[Python-Dev] Hash collision security issue (now public)

Sat Jan 7 12:02:04 CET 2012

Christian Heimes, 31.12.2011 04:59:
> Am 31.12.2011 03:22, schrieb Victor Stinner:
> The unique structure of CPython's dict implementation makes it harder to
> get the number of values with equal hash. The academic hash map (the one
> I learnt about at university) uses a bucket to store all elements with
> equal hash (more precise hash: mod mask). However Python's dict however
> perturbs the hash until it finds a free slot its array. The second,
> third ... collision can be caused by a legit and completely different
> (!) hash.
> 
>> The last choice is to change the hash algorithm. The *idea* is the same 
>> than adding salt to hashed password (in practice it will be a little bit 
>> different): if a pseudo-random salt is added, the attacker cannot 
>> prepare a single dataset, he/she will have to regenerate a new dataset 
>> for each possible salt value. If the salt is big enough (size in bits), 
>> the attacker will need too much CPU to generate the dataset (compute N 
>> keys with the same hash value). Basically, it slows down the attack by 
>> 2^(size of the salt).
> 
> That's the idea of randomized hashing functions as implemented by Ruby
> 1.8, Perl and others. The random seed is used as IV. Multiple rounds of
> multiply, XOR and MOD (integer overflows) cause a deviation. In your
> other posting you were worried about the performance implication. A
> randomized hash function just adds a single ADD operation, that's all.
> 
> Downside: With randomization all hashes are unpredictable and change
> after every restart of the interpreter. This has some subtle side
> effects like a different outcome of {a:1, b:1, c:1}.keys() after a
> restart of the interpreter.
> 
>> Another possibility would be to replace our fast hash function by a 
>> better hash function like MD5 or SHA1 (so the creation of the dataset 
>> would be too slow in practice = too expensive), but cryptographic hash 
>> functions are much slower (and so would slow down Python too much).
> 
> I agree with your analysis. Cryptographic hash functions are far too
> slow for our use case. During my research I found another hash function
> that claims to be fast and that may not be vulnerable to this kind of
> attack: http://isthe.com/chongo/tech/comp/fnv/

Wouldn't Bob Jenkins' "lookup3" hash function fit in here? After all, it's
portable, known to provide a very good distribution for different string
values and is generally fast on both 32 and 64 bit architectures.
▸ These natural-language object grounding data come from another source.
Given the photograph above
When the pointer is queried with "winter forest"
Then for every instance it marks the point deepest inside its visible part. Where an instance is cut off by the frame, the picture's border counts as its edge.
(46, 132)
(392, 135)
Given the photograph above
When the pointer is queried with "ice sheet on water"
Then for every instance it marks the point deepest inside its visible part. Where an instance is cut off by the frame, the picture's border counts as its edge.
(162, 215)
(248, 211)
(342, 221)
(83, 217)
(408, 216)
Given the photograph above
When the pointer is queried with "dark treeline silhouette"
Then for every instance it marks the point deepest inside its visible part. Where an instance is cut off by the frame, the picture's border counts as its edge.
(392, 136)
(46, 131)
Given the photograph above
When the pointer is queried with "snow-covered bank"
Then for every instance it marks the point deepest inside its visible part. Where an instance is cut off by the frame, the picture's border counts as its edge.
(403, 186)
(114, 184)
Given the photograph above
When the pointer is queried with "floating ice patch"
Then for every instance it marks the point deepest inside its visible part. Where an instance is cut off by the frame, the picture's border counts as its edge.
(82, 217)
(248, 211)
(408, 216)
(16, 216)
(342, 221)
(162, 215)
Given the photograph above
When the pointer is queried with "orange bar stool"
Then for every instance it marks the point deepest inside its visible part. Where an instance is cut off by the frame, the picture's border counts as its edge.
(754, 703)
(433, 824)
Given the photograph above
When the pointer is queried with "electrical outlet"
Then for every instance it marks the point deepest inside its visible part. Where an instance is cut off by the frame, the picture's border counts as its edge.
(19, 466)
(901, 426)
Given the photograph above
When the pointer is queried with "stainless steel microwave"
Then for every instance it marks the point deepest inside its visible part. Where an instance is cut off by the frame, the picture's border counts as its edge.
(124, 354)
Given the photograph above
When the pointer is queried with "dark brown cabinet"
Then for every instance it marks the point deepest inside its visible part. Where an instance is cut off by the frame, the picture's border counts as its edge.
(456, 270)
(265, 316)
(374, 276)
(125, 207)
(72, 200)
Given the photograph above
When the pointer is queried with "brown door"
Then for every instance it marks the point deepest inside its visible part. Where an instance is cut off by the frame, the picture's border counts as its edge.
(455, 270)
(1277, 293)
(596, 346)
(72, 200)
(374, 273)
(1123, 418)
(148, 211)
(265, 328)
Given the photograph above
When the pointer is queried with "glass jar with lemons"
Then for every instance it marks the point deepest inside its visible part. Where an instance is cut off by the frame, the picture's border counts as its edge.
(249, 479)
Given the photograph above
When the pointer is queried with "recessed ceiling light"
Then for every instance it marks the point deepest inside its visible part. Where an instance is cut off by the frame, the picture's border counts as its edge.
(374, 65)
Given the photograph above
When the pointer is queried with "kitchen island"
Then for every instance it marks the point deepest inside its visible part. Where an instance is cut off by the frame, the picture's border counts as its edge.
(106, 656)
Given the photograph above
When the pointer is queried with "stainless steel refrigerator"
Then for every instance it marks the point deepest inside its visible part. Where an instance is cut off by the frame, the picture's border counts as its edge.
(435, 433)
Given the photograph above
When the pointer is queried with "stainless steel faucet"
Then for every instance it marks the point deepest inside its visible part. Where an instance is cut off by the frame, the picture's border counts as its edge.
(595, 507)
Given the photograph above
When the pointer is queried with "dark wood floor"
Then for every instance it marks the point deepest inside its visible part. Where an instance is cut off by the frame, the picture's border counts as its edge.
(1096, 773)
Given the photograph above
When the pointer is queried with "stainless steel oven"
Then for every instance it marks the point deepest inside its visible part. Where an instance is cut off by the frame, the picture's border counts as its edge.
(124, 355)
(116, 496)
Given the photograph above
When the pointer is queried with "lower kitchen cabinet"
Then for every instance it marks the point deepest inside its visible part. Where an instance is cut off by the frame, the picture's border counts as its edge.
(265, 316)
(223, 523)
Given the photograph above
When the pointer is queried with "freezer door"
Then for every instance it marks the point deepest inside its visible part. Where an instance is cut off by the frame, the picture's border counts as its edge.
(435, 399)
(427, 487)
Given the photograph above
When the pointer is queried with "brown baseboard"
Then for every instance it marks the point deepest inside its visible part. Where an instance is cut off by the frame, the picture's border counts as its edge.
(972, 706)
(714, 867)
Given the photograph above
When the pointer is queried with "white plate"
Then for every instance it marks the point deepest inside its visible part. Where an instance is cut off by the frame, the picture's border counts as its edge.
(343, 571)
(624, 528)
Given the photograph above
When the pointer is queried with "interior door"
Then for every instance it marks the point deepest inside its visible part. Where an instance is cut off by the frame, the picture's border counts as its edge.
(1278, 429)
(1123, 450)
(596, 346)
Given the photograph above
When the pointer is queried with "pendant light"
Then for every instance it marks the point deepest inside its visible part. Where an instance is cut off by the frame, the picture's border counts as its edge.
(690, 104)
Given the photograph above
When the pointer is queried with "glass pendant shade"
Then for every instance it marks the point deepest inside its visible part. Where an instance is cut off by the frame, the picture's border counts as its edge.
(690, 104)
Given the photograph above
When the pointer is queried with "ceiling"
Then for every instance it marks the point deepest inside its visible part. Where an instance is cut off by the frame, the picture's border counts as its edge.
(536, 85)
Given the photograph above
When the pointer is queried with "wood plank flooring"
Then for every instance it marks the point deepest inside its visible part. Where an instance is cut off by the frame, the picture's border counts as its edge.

http://burtleburtle.net/bob/c/lookup3.c

The analysis is here:

http://burtleburtle.net/bob/hash/doobs.html

It seems that there's also support for generating 64bit hash values
(actually 2x32bits) efficiently.

Admittedly, this may require some adaptation for the PEP393 unicode memory
layout in order to produce identical hashes for all three representations
if they represent the same content. So it's not a drop-in replacement.

Stefan